Budapest’s skyline is full of buildings topped with colorful tile. It graces the roofs of iconic structures like Great Market Hall and Matthias Church, which required five railway wagons full of roof tiles delivered to the construction site. These tiles were all manufactured right in Hungary at the Zsolnay Porcelain Factory.
The company, founded in 1853, started making the roof tile beloved by architects in the 1860s. István Komor, operating director of the Zsolnay Cultural Quarter, takes Great Big Story on a tour of the factory, which produces the famous tile to this day.
Typical colours include different shades of green, red, blue, and purple.

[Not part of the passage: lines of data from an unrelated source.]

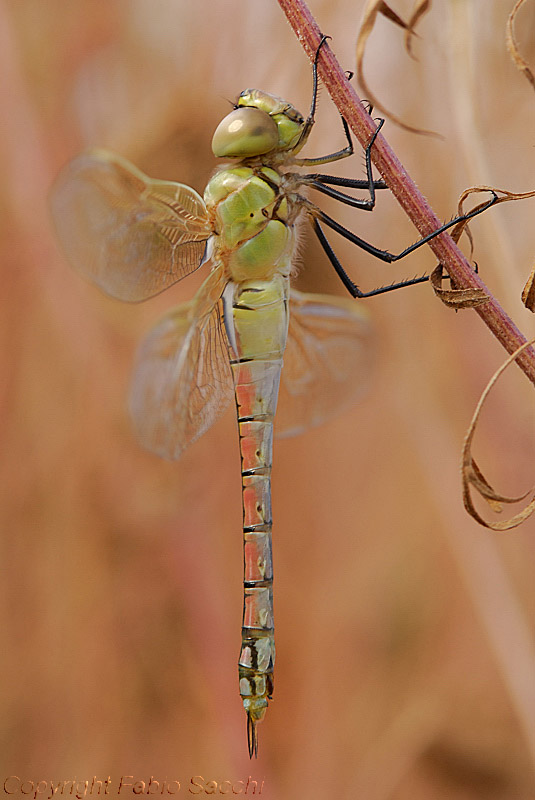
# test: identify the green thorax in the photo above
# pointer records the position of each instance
(253, 238)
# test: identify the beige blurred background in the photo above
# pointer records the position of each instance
(406, 655)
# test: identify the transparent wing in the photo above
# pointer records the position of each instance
(327, 361)
(182, 380)
(129, 234)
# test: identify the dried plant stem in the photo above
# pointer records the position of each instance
(402, 186)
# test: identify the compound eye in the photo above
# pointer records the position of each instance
(245, 132)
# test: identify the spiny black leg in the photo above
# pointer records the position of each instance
(316, 181)
(350, 183)
(385, 255)
(363, 205)
(352, 288)
(345, 152)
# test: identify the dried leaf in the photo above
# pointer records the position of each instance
(373, 8)
(528, 292)
(512, 46)
(472, 477)
(469, 298)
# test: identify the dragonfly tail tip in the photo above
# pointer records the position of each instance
(252, 737)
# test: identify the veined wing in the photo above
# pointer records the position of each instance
(131, 235)
(326, 362)
(182, 380)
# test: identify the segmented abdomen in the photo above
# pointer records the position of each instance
(256, 318)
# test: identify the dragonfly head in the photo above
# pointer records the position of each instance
(260, 123)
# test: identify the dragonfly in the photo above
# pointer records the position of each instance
(134, 236)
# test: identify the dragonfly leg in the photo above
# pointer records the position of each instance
(383, 255)
(318, 181)
(352, 287)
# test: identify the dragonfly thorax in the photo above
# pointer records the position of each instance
(261, 123)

Pyrogranite, which refers to a type of ornamental ceramics that were developed by Zsolnay and placed in production by 1886, is also of note.
Fired at high temperatures, this durable material remains acid and frost-resistant making it suitable for use as roof tiles, indoor and outdoor decorative ceramics, as well as fireplaces.
Architects such as Miklós Ybl, Ödön Lechner, Béla Lajta, Samu Pecz, and Imre Steindl utilized these kinds of materials in their architectural works.
This style is what pervades the surfaces of buildings in Budapest such as the Matthias church, the Hungarian Parliament, the Museum of Applied Arts, the Geological Institute, the Kőbánya church, as well as the Gellért baths. Zsolnay architecture can also be found in the southern cities of Kecskemét and Pécs, respectively.